Jay wrote eighteen novels involving flawed heroes set in the military. She chose a name that was ambiguous in regard to her gender and most people assumed that she was a man. The name she chose was E. Livingstone Prescott and this was built from the notable men in her family tree. Her great uncle was Major Alexander Livingston who had won medals in the Peninsular Wars. On her mother's side her grandfather was Colonel Spicer who was a lieutenant-colonel in the Queen's Bays, but the name "Prescott" came from the Prescott baronets as she was related to Sir George Prescott.

Her novels included "The Measure of a Man", "A Soldier's Story Or The Rip's Redemption", "Red Coat Romances" and "The Apotheosis Of Mr.
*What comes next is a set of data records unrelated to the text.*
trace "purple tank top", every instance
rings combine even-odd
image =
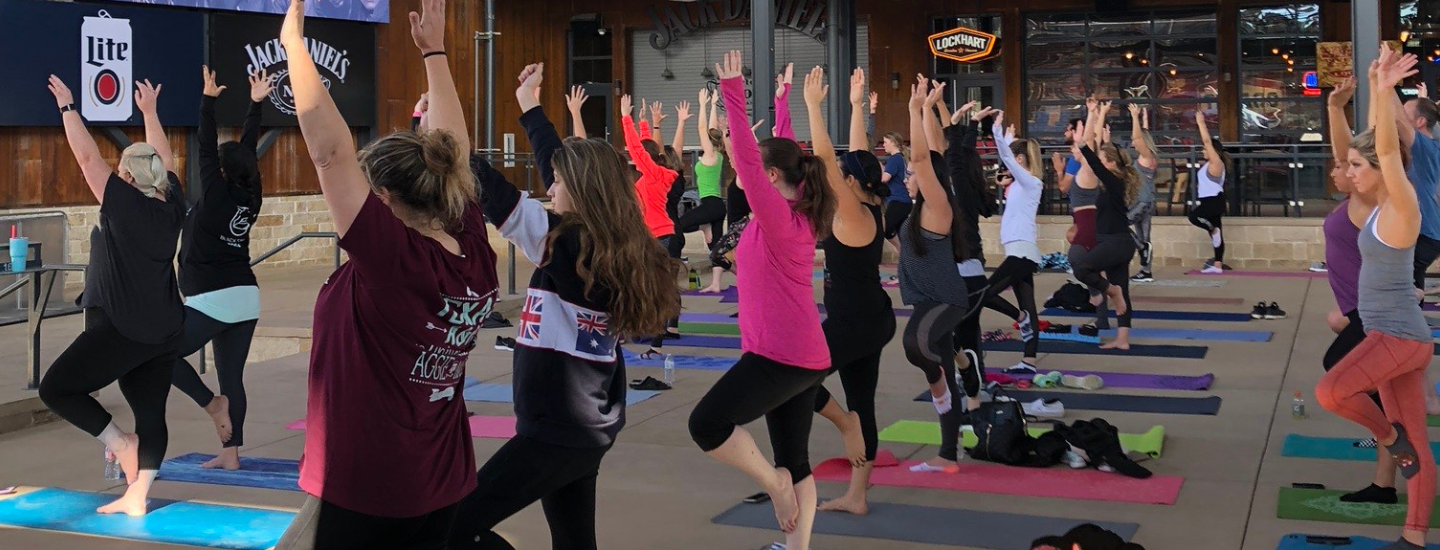
[[[1350,199],[1325,216],[1325,267],[1340,311],[1355,311],[1360,287],[1360,228],[1350,221]]]

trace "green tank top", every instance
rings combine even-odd
[[[700,198],[720,196],[720,172],[725,167],[725,155],[719,155],[720,162],[706,166],[705,161],[695,163],[695,188]]]

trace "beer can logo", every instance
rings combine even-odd
[[[80,114],[92,122],[130,120],[134,48],[130,20],[100,10],[80,24]]]

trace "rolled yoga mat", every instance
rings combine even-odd
[[[1110,317],[1115,317],[1115,311],[1110,311]],[[1040,317],[1087,317],[1094,318],[1094,312],[1070,311],[1068,309],[1047,308],[1040,312]],[[1134,319],[1149,321],[1213,321],[1219,323],[1248,323],[1249,313],[1216,313],[1210,311],[1157,311],[1148,309],[1136,309],[1131,315]]]
[[[1049,371],[1046,371],[1049,372]],[[1215,375],[1179,376],[1172,374],[1131,374],[1124,372],[1098,372],[1088,370],[1062,370],[1061,374],[1085,376],[1093,374],[1105,380],[1107,388],[1139,388],[1145,390],[1188,390],[1204,391],[1215,383]],[[999,373],[997,373],[999,374]],[[1043,374],[1043,373],[1042,373]],[[1006,374],[1017,380],[1033,380],[1033,374]]]
[[[226,485],[230,487],[253,487],[277,491],[300,490],[300,462],[282,458],[240,458],[239,470],[207,470],[200,465],[215,458],[215,455],[190,453],[166,460],[160,464],[160,473],[155,477],[165,481]]]
[[[1148,283],[1132,281],[1130,286],[1163,286],[1174,288],[1220,288],[1225,286],[1223,280],[1195,280],[1195,279],[1157,279]]]
[[[280,542],[295,519],[294,512],[154,497],[148,503],[149,513],[141,517],[95,513],[96,508],[119,497],[21,487],[13,495],[0,496],[0,525],[140,542],[266,550]]]
[[[1347,492],[1281,487],[1280,499],[1275,504],[1275,517],[1361,525],[1405,525],[1407,506],[1403,493],[1400,494],[1399,504],[1341,502],[1340,495]],[[1440,506],[1431,508],[1430,524],[1440,524]]]
[[[1203,277],[1279,277],[1282,279],[1324,279],[1328,275],[1312,271],[1242,271],[1239,269],[1226,271],[1224,273],[1201,273],[1192,269],[1185,272],[1186,275],[1200,275]]]
[[[1355,442],[1360,439],[1358,437],[1346,439],[1289,434],[1285,436],[1285,446],[1280,448],[1280,456],[1374,462],[1375,449],[1361,449],[1355,446]],[[1435,462],[1440,464],[1440,443],[1431,443],[1430,452],[1434,455]]]
[[[717,525],[774,531],[775,511],[769,505],[737,504],[710,521]],[[813,532],[945,546],[1029,550],[1030,541],[1035,539],[1037,533],[1064,533],[1083,523],[1095,523],[1114,531],[1125,540],[1134,537],[1135,531],[1140,528],[1134,523],[1092,522],[873,502],[870,504],[870,513],[864,516],[817,513]]]
[[[1135,283],[1130,283],[1134,285]],[[1186,304],[1202,306],[1243,306],[1244,298],[1220,298],[1218,296],[1131,296],[1137,304]]]
[[[1005,390],[1010,397],[1021,402],[1036,399],[1059,399],[1066,410],[1119,411],[1156,414],[1220,414],[1220,398],[1210,397],[1159,397],[1154,395],[1116,395],[1113,393],[1080,393],[1037,390]],[[930,402],[930,392],[922,392],[916,401]]]
[[[1393,540],[1372,539],[1369,537],[1347,537],[1348,544],[1337,545],[1334,542],[1315,541],[1306,539],[1308,535],[1285,535],[1280,539],[1280,545],[1275,550],[1379,550],[1389,545]],[[1440,544],[1427,544],[1426,550],[1440,550]]]
[[[986,342],[985,351],[1025,351],[1025,342],[1006,340]],[[1130,349],[1101,349],[1095,344],[1052,340],[1040,345],[1040,353],[1063,353],[1067,355],[1108,355],[1116,357],[1165,357],[1171,359],[1204,359],[1210,351],[1206,346],[1181,346],[1175,344],[1130,344]]]
[[[1039,437],[1040,434],[1051,430],[1049,424],[1034,423],[1030,425],[1029,431],[1032,437]],[[911,443],[917,445],[939,445],[940,444],[940,423],[924,422],[919,420],[901,420],[880,430],[880,441],[890,443]],[[964,426],[960,430],[960,445],[965,448],[974,447],[980,442],[975,437],[975,432]],[[1136,451],[1150,455],[1151,458],[1160,458],[1161,451],[1165,446],[1165,427],[1155,426],[1143,434],[1120,434],[1120,446],[1126,452]]]
[[[978,460],[960,461],[960,472],[953,475],[910,471],[911,466],[919,463],[906,460],[899,466],[876,468],[870,474],[870,483],[882,487],[1137,504],[1174,504],[1185,483],[1175,476],[1135,479],[1091,469],[1017,468]],[[844,458],[832,458],[816,466],[814,475],[820,481],[850,483],[850,463]],[[775,521],[773,513],[770,521],[772,524]],[[1031,531],[1025,534],[1032,539],[1039,536]]]
[[[733,363],[734,361],[731,362]],[[627,364],[628,363],[627,361]],[[659,394],[660,392],[652,390],[626,390],[625,404],[627,406],[634,405]],[[515,386],[510,384],[485,384],[474,378],[466,378],[465,400],[485,403],[514,403]]]
[[[638,390],[630,390],[638,391]],[[471,415],[470,437],[482,439],[510,439],[515,437],[515,417],[513,416],[484,416]],[[285,425],[285,429],[303,432],[305,431],[305,419],[301,418]]]
[[[708,355],[680,355],[670,354],[669,357],[675,361],[677,369],[694,370],[730,370],[739,361],[739,357],[712,357]],[[625,366],[627,367],[664,367],[664,359],[641,359],[640,354],[625,350]],[[640,390],[630,390],[636,392]]]
[[[707,336],[704,334],[680,334],[679,338],[666,340],[665,347],[740,349],[740,339],[734,336]],[[664,350],[661,350],[664,351]]]
[[[693,314],[705,315],[705,314]],[[739,336],[740,324],[734,318],[713,321],[692,321],[686,314],[680,316],[681,334],[704,334],[711,336]],[[1080,336],[1079,327],[1070,327],[1071,338],[1066,335],[1053,332],[1041,332],[1041,340],[1055,341],[1089,341],[1094,342],[1098,337]],[[1197,340],[1209,342],[1269,342],[1274,335],[1273,332],[1261,330],[1206,330],[1196,328],[1133,328],[1130,329],[1131,338],[1154,338],[1157,340]],[[1102,330],[1100,337],[1114,338],[1115,330]],[[1088,340],[1080,340],[1088,338]]]
[[[725,289],[724,289],[724,290],[721,290],[720,292],[700,292],[700,291],[698,291],[698,290],[687,290],[687,291],[681,292],[680,294],[685,295],[685,296],[709,296],[709,297],[712,297],[712,298],[720,298],[720,299],[723,300],[724,298],[727,298],[727,297],[732,297],[732,298],[733,298],[733,297],[739,297],[739,296],[740,296],[740,287],[737,287],[737,286],[728,286],[728,287],[725,287]]]

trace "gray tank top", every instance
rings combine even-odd
[[[1370,213],[1360,230],[1360,300],[1365,330],[1430,342],[1430,325],[1415,297],[1415,247],[1391,248],[1375,234],[1380,209]]]
[[[925,255],[915,253],[910,243],[910,224],[919,223],[914,212],[900,226],[900,301],[913,306],[920,302],[940,302],[967,307],[969,299],[965,291],[965,279],[955,268],[955,253],[952,252],[949,235],[937,235],[920,229],[925,239]]]
[[[1098,185],[1095,186],[1094,189],[1085,189],[1084,187],[1080,187],[1079,183],[1072,183],[1070,185],[1071,210],[1084,208],[1086,206],[1095,206],[1095,201],[1099,198],[1100,186]]]

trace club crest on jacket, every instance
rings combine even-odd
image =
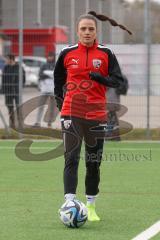
[[[64,120],[63,124],[65,129],[68,129],[71,126],[72,121],[71,120]]]
[[[93,67],[95,69],[99,69],[101,66],[101,63],[102,63],[102,61],[100,59],[93,59],[92,62],[93,62]]]

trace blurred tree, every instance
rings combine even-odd
[[[144,1],[123,1],[123,5],[125,8],[124,22],[133,32],[131,37],[125,34],[125,43],[144,43]],[[151,41],[152,43],[160,43],[160,4],[152,1],[150,6]]]

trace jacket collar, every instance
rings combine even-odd
[[[91,47],[87,47],[85,45],[83,45],[81,42],[78,42],[78,47],[82,50],[86,50],[86,49],[96,49],[98,46],[97,41],[94,42],[94,44]]]

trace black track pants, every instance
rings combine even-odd
[[[80,151],[82,140],[84,140],[86,165],[85,191],[87,195],[96,195],[99,192],[104,127],[99,126],[100,122],[76,117],[62,117],[61,123],[65,157],[64,193],[76,193]]]

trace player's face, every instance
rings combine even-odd
[[[78,24],[77,35],[83,45],[92,46],[97,37],[95,22],[92,19],[82,19]]]

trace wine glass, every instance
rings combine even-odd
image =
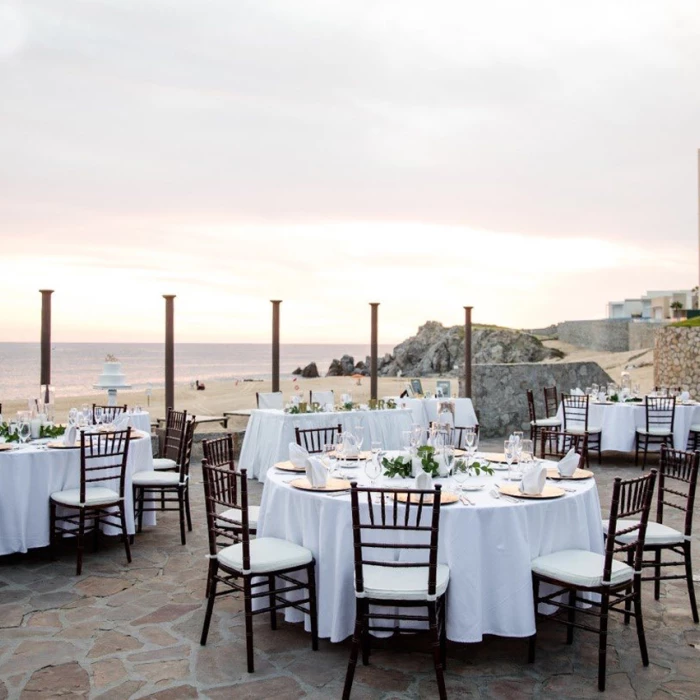
[[[469,477],[469,458],[456,459],[452,465],[452,478],[457,484],[457,495],[461,497],[464,482]]]
[[[27,417],[23,415],[20,421],[17,423],[17,434],[19,435],[19,440],[22,444],[29,440],[31,432],[32,429],[29,424],[29,420],[27,420]]]
[[[445,469],[449,475],[452,472],[452,466],[455,461],[455,448],[450,444],[445,444],[442,448],[442,458],[445,462]]]
[[[411,426],[411,432],[413,433],[411,444],[413,447],[418,447],[423,438],[423,426],[418,423],[414,423]]]
[[[414,445],[413,431],[412,430],[402,430],[401,431],[401,444],[406,452],[410,452]]]
[[[340,469],[338,468],[337,447],[332,442],[323,445],[321,453],[321,463],[328,470],[329,476],[339,476]]]
[[[364,432],[365,427],[363,425],[360,425],[359,423],[353,429],[353,434],[355,436],[355,439],[357,440],[357,449],[360,450],[360,452],[362,452],[362,440]]]
[[[379,460],[368,459],[365,462],[365,474],[367,474],[367,478],[369,479],[369,485],[374,487],[382,474],[382,467],[379,464]]]
[[[379,440],[372,440],[372,457],[379,457],[382,451],[382,443]]]
[[[72,426],[72,425],[75,425],[77,422],[78,422],[78,409],[71,408],[71,410],[68,411],[68,425]]]
[[[506,464],[508,465],[508,481],[510,481],[510,472],[513,467],[513,460],[515,459],[515,442],[513,440],[503,441],[503,454],[506,458]]]
[[[95,406],[95,424],[96,425],[102,425],[102,421],[104,418],[106,418],[105,410],[102,408],[102,406]]]
[[[518,455],[518,462],[521,463],[522,472],[525,472],[529,466],[532,464],[535,453],[533,450],[532,440],[521,440],[520,442],[520,454]]]

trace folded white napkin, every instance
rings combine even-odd
[[[523,493],[529,493],[531,495],[542,493],[546,482],[547,470],[544,464],[537,462],[523,474],[523,480],[520,482],[520,490]]]
[[[117,419],[114,421],[114,429],[126,430],[129,427],[130,421],[131,418],[126,413],[122,413],[121,415],[117,416]]]
[[[409,455],[409,459],[411,460],[411,476],[422,474],[423,462],[421,462],[421,458]]]
[[[292,406],[298,406],[298,405],[299,405],[299,397],[292,396]]]
[[[76,428],[74,425],[66,428],[66,432],[63,433],[63,444],[66,445],[66,447],[72,447],[75,445],[75,432]]]
[[[583,390],[580,387],[576,387],[575,389],[571,390],[571,395],[572,396],[583,396]]]
[[[289,461],[300,469],[306,469],[309,466],[309,453],[296,442],[289,443]]]
[[[438,475],[448,476],[447,462],[445,461],[445,458],[440,453],[438,453],[435,455],[435,461],[438,463]]]
[[[416,479],[413,482],[413,488],[419,489],[421,491],[427,491],[433,488],[433,477],[424,472],[422,469],[418,474],[416,474]]]
[[[561,476],[573,476],[574,472],[578,469],[579,461],[580,457],[572,447],[557,464],[559,474]]]
[[[323,463],[318,457],[309,457],[307,459],[306,478],[315,488],[326,485],[328,481],[328,470],[323,466]]]
[[[353,437],[350,438],[345,436],[343,438],[343,452],[346,457],[357,457],[360,454],[360,448],[357,444],[357,440]]]
[[[690,392],[681,391],[681,395],[678,397],[681,401],[690,401]]]
[[[332,403],[327,403],[323,408],[327,413],[333,413],[335,406]]]

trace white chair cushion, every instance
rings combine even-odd
[[[536,425],[538,428],[556,428],[561,425],[561,421],[558,418],[538,418],[531,420],[530,424]]]
[[[700,423],[695,423],[694,425],[691,425],[691,426],[690,426],[690,429],[691,429],[694,433],[700,433]]]
[[[229,569],[243,571],[243,543],[232,544],[217,554],[221,564]],[[264,574],[311,563],[313,554],[298,544],[276,537],[250,540],[250,571]]]
[[[640,435],[658,435],[659,437],[670,437],[673,433],[668,428],[637,428]]]
[[[364,596],[378,600],[426,600],[428,567],[393,568],[372,566],[363,569]],[[450,567],[438,564],[435,574],[435,595],[441,596],[450,582]],[[362,593],[358,595],[363,595]]]
[[[624,530],[627,527],[632,527],[636,525],[639,520],[618,520],[617,527]],[[603,520],[603,529],[607,533],[609,527],[609,521]],[[628,532],[626,535],[620,535],[616,539],[620,542],[634,542],[637,539],[637,530],[633,532]],[[685,535],[678,530],[674,530],[668,525],[662,523],[656,523],[650,520],[647,523],[647,534],[644,537],[644,544],[679,544],[685,541]]]
[[[167,459],[166,457],[157,457],[153,460],[154,469],[176,469],[177,462],[174,459]]]
[[[177,486],[180,483],[179,472],[136,472],[131,477],[134,486]]]
[[[106,487],[91,486],[85,488],[85,503],[80,502],[80,489],[54,491],[51,494],[51,500],[64,506],[99,506],[102,503],[117,503],[119,494]]]
[[[532,570],[541,576],[556,579],[572,586],[593,588],[603,585],[605,557],[585,549],[565,549],[537,557],[531,562]],[[617,559],[613,559],[610,583],[617,585],[630,581],[634,569]]]
[[[584,430],[582,425],[568,425],[566,427],[567,433],[573,433],[574,435],[583,435],[584,433],[601,433],[603,429],[597,425],[589,425],[588,430]]]
[[[234,523],[241,522],[241,509],[240,508],[229,508],[221,513],[219,513],[221,518],[226,518],[226,520],[216,519],[216,527],[227,528],[233,527],[229,521],[233,520]],[[248,506],[248,525],[250,527],[255,527],[258,524],[258,517],[260,516],[260,506]]]

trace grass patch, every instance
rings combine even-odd
[[[676,321],[669,325],[671,328],[695,328],[696,326],[700,326],[700,316],[689,318],[687,321]]]

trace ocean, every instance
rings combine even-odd
[[[393,346],[380,345],[379,354]],[[108,354],[122,363],[122,372],[134,389],[163,386],[165,350],[162,343],[54,343],[51,354],[51,383],[63,396],[94,393],[93,384]],[[280,346],[280,377],[287,378],[297,367],[316,362],[321,376],[331,360],[344,354],[355,362],[369,355],[369,344]],[[235,381],[269,379],[272,349],[267,343],[176,343],[175,383],[199,379]],[[0,402],[35,396],[39,389],[40,344],[0,343]]]

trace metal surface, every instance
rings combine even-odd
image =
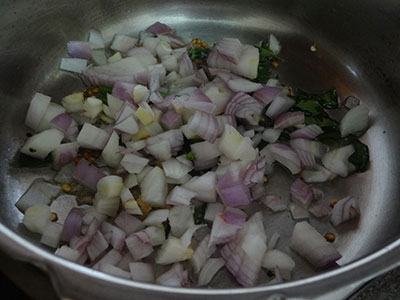
[[[400,147],[400,6],[397,1],[2,1],[0,20],[0,247],[51,275],[58,293],[75,299],[266,299],[268,295],[315,298],[358,280],[368,280],[400,264],[398,155]],[[186,40],[208,42],[223,36],[256,43],[274,33],[283,45],[279,74],[282,82],[310,91],[336,87],[342,97],[362,99],[371,111],[371,128],[363,137],[370,147],[371,167],[351,179],[324,185],[326,199],[352,194],[360,199],[361,218],[335,231],[314,222],[321,232],[337,233],[343,267],[314,274],[312,268],[287,247],[293,223],[288,213],[265,212],[268,233],[282,235],[278,248],[298,264],[295,281],[267,286],[234,288],[225,273],[218,289],[174,289],[114,278],[53,256],[20,221],[14,203],[33,178],[51,176],[47,169],[10,166],[23,143],[28,103],[35,91],[60,100],[82,88],[76,76],[58,70],[69,40],[86,38],[91,27],[114,33],[137,34],[154,21],[177,29]],[[316,52],[310,51],[315,44]],[[278,172],[279,173],[279,172]],[[286,193],[293,179],[274,174],[270,187]],[[274,182],[276,184],[274,184]],[[228,278],[228,281],[226,280]],[[84,283],[84,284],[82,284]]]

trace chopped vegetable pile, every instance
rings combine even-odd
[[[108,46],[107,46],[108,47]],[[36,93],[25,124],[34,134],[20,165],[51,163],[52,182],[36,179],[16,206],[23,224],[55,254],[118,277],[168,286],[207,286],[226,268],[245,287],[262,269],[291,280],[295,261],[267,238],[262,203],[297,221],[290,247],[316,269],[335,264],[333,226],[359,217],[351,195],[325,205],[313,186],[368,169],[358,138],[368,108],[342,106],[334,88],[320,94],[282,85],[273,35],[257,46],[223,38],[184,42],[156,22],[138,37],[99,30],[67,44],[60,68],[87,88],[60,102]],[[108,53],[112,53],[111,56]],[[346,111],[341,120],[332,109]],[[288,204],[268,176],[293,179]],[[270,213],[268,213],[270,214]]]

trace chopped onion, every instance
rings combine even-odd
[[[216,246],[208,246],[210,241],[210,235],[207,234],[198,244],[197,248],[195,249],[190,262],[193,267],[193,271],[195,273],[199,273],[200,270],[203,268],[204,264],[207,260],[214,254],[215,250],[217,250]]]
[[[303,128],[296,129],[290,134],[290,138],[292,139],[306,139],[313,140],[317,136],[323,133],[321,127],[315,124],[307,125]]]
[[[191,171],[190,167],[181,163],[176,158],[170,158],[161,164],[165,175],[174,179],[180,179]]]
[[[155,262],[160,265],[169,265],[191,258],[193,250],[183,247],[181,240],[170,235],[158,250]]]
[[[283,144],[270,144],[266,147],[272,157],[284,165],[292,174],[300,172],[300,158],[295,151]]]
[[[280,114],[288,111],[294,105],[294,103],[295,102],[293,99],[289,98],[286,95],[280,94],[272,101],[267,111],[265,112],[265,115],[272,119],[275,119]]]
[[[251,93],[262,88],[260,83],[255,83],[244,78],[230,79],[228,80],[227,85],[232,91],[243,93]]]
[[[45,159],[60,144],[64,134],[58,129],[48,129],[37,133],[25,142],[20,152],[34,158]]]
[[[180,263],[174,264],[169,271],[156,279],[156,283],[165,286],[184,287],[189,284],[188,271],[184,270]]]
[[[144,229],[153,246],[162,245],[165,242],[165,229],[159,226],[148,226]]]
[[[81,58],[62,58],[60,69],[74,73],[82,73],[86,69],[87,59]]]
[[[243,218],[242,215],[235,214],[235,217],[237,217],[238,219],[237,221],[232,222],[229,218],[225,218],[225,214],[226,213],[222,213],[215,216],[214,222],[211,227],[208,247],[225,244],[229,241],[234,240],[240,228],[243,227],[243,220],[246,217]],[[229,215],[232,216],[233,214],[230,213]]]
[[[218,180],[217,192],[226,206],[244,207],[252,201],[248,186],[242,178],[234,178],[231,172],[227,172]]]
[[[368,113],[368,107],[363,104],[350,109],[340,122],[340,134],[342,137],[364,132],[368,127]]]
[[[296,263],[286,253],[279,250],[268,250],[263,258],[263,267],[273,271],[276,267],[281,271],[282,277],[290,280]]]
[[[262,139],[268,143],[275,143],[281,136],[283,129],[266,128],[262,134]]]
[[[169,210],[168,214],[171,233],[181,237],[185,231],[194,225],[192,208],[186,205],[177,205]]]
[[[85,123],[79,132],[76,141],[81,147],[94,150],[102,150],[110,135],[103,129],[100,129],[92,124]]]
[[[301,172],[301,177],[307,183],[318,183],[333,180],[337,175],[331,171],[325,169],[321,165],[315,167],[316,171],[313,170],[303,170]]]
[[[314,153],[309,152],[309,151],[304,151],[304,150],[301,150],[301,149],[296,149],[295,151],[296,151],[297,155],[300,158],[300,164],[301,164],[302,168],[304,168],[304,169],[307,169],[307,168],[313,169],[313,168],[315,168],[315,166],[317,165],[317,162],[315,160]]]
[[[131,274],[129,272],[126,272],[116,266],[113,266],[113,265],[107,264],[107,263],[101,263],[99,266],[100,266],[99,270],[101,272],[104,272],[106,274],[110,274],[113,276],[117,276],[120,278],[131,279]]]
[[[292,200],[307,208],[314,199],[311,187],[300,178],[297,178],[290,186]]]
[[[215,202],[217,199],[216,180],[214,172],[207,172],[201,176],[194,176],[182,185],[182,187],[196,192],[197,196],[195,199],[199,201]]]
[[[277,232],[274,232],[274,234],[271,236],[271,238],[268,241],[268,249],[272,250],[275,249],[276,244],[278,243],[279,238],[281,235]]]
[[[48,205],[37,203],[30,206],[24,214],[22,223],[32,232],[42,234],[51,221],[51,211]]]
[[[274,122],[274,128],[287,128],[304,123],[304,113],[300,111],[287,112],[279,115]]]
[[[94,261],[100,254],[108,248],[108,243],[104,235],[97,230],[86,250],[91,261]]]
[[[153,207],[164,207],[168,193],[163,170],[159,167],[154,167],[140,182],[140,190],[144,202]]]
[[[117,249],[111,249],[102,258],[100,258],[97,263],[92,267],[94,270],[98,270],[101,264],[108,264],[116,266],[122,259],[122,254]]]
[[[92,49],[104,49],[104,39],[100,30],[96,28],[90,29],[88,41]]]
[[[147,158],[133,153],[125,154],[121,160],[121,166],[130,174],[140,173],[148,163],[149,160]]]
[[[125,211],[121,211],[114,219],[114,223],[121,228],[126,234],[132,234],[144,228],[144,224],[139,219],[131,216]]]
[[[262,214],[258,212],[246,222],[237,238],[221,249],[227,269],[241,285],[250,287],[257,283],[266,241]]]
[[[215,116],[197,110],[188,124],[189,129],[201,138],[210,143],[215,142],[218,135],[218,122]]]
[[[91,165],[86,159],[79,160],[75,168],[73,177],[76,181],[88,187],[92,191],[97,190],[97,182],[103,178],[105,174],[99,168]]]
[[[53,150],[53,166],[61,167],[74,161],[78,155],[79,143],[61,144]]]
[[[338,226],[346,221],[354,219],[360,215],[360,208],[357,199],[347,196],[340,199],[333,207],[330,214],[330,221],[333,226]]]
[[[290,147],[293,149],[300,149],[303,151],[311,152],[316,158],[322,158],[328,151],[328,146],[317,141],[297,138],[289,141]]]
[[[51,202],[50,210],[57,215],[57,223],[64,224],[71,209],[77,206],[75,195],[60,195]]]
[[[242,43],[235,38],[223,38],[215,45],[215,49],[218,53],[233,64],[239,62],[242,47]]]
[[[296,223],[290,247],[316,268],[334,264],[342,256],[307,222]]]
[[[166,203],[171,205],[190,205],[190,200],[197,195],[196,192],[180,186],[175,186],[169,193]]]
[[[144,219],[143,224],[146,226],[159,226],[162,227],[162,223],[168,218],[168,209],[157,209],[151,211],[146,219]]]
[[[264,86],[253,93],[253,98],[264,105],[270,104],[280,93],[282,88],[275,86]]]
[[[223,258],[210,258],[199,274],[198,286],[204,286],[211,282],[215,274],[225,265]]]
[[[37,130],[40,120],[43,118],[51,98],[41,93],[35,93],[30,104],[25,118],[25,125]]]
[[[194,233],[200,228],[207,227],[207,224],[198,224],[190,226],[181,236],[181,243],[183,247],[189,247],[192,243]]]
[[[242,92],[231,98],[225,108],[226,115],[233,115],[250,125],[257,125],[263,107],[260,102]]]
[[[114,51],[127,52],[137,43],[137,39],[124,34],[116,34],[110,48]]]
[[[354,153],[354,146],[347,145],[334,149],[322,157],[322,164],[332,173],[346,177],[349,172],[349,157]]]
[[[153,252],[149,236],[144,231],[132,233],[125,239],[126,247],[132,254],[134,260],[141,260]]]
[[[67,43],[67,51],[72,58],[89,59],[92,57],[92,48],[89,42],[70,41]]]
[[[62,241],[70,241],[73,237],[81,235],[83,212],[79,208],[72,208],[64,221],[63,230],[61,233]]]

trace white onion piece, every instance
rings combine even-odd
[[[121,211],[114,219],[114,223],[121,228],[126,234],[131,234],[140,231],[144,228],[144,224],[139,219],[131,216],[125,211]]]
[[[242,43],[236,38],[222,38],[215,49],[227,61],[237,64],[242,53]]]
[[[195,199],[202,202],[215,202],[217,200],[216,191],[217,178],[214,172],[207,172],[201,176],[194,176],[186,182],[182,187],[198,195]]]
[[[290,134],[291,139],[313,140],[323,133],[321,127],[315,124],[307,125],[303,128],[296,129]]]
[[[108,139],[103,151],[101,152],[101,157],[109,167],[117,168],[122,160],[122,154],[120,153],[120,150],[119,136],[114,131]]]
[[[79,132],[76,141],[81,147],[94,150],[102,150],[110,135],[103,129],[100,129],[92,124],[85,123]]]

Tyrawley". It was noted that the books tended to frequently include descriptions of the flogging and punishment of military prisoners.

Jay used some of the money from her writing to support charities. One was the Home for Incurables in Streatham Common which is now known as the "British Home". She was also the unpaid Superindendant of the London Soldiers' Home and the Guards' Home while her health allowed.

Jay died in Sandgate in 1901 after a decade at her home with rheumatoid arthritis. She was held in high regard and despite it not being usually permitted she was buried with full military honours at Shorncliffe camp. She had been friendly with the soldiers at the camp. Two of them were her executors and they supervised several charitable donations on her behalf.

==Note==
It has been assumed that another of her nom-de-plumes was "L. Parry Hargreaves". But this was the assumed name of Abbie Hargrave (1871–1936).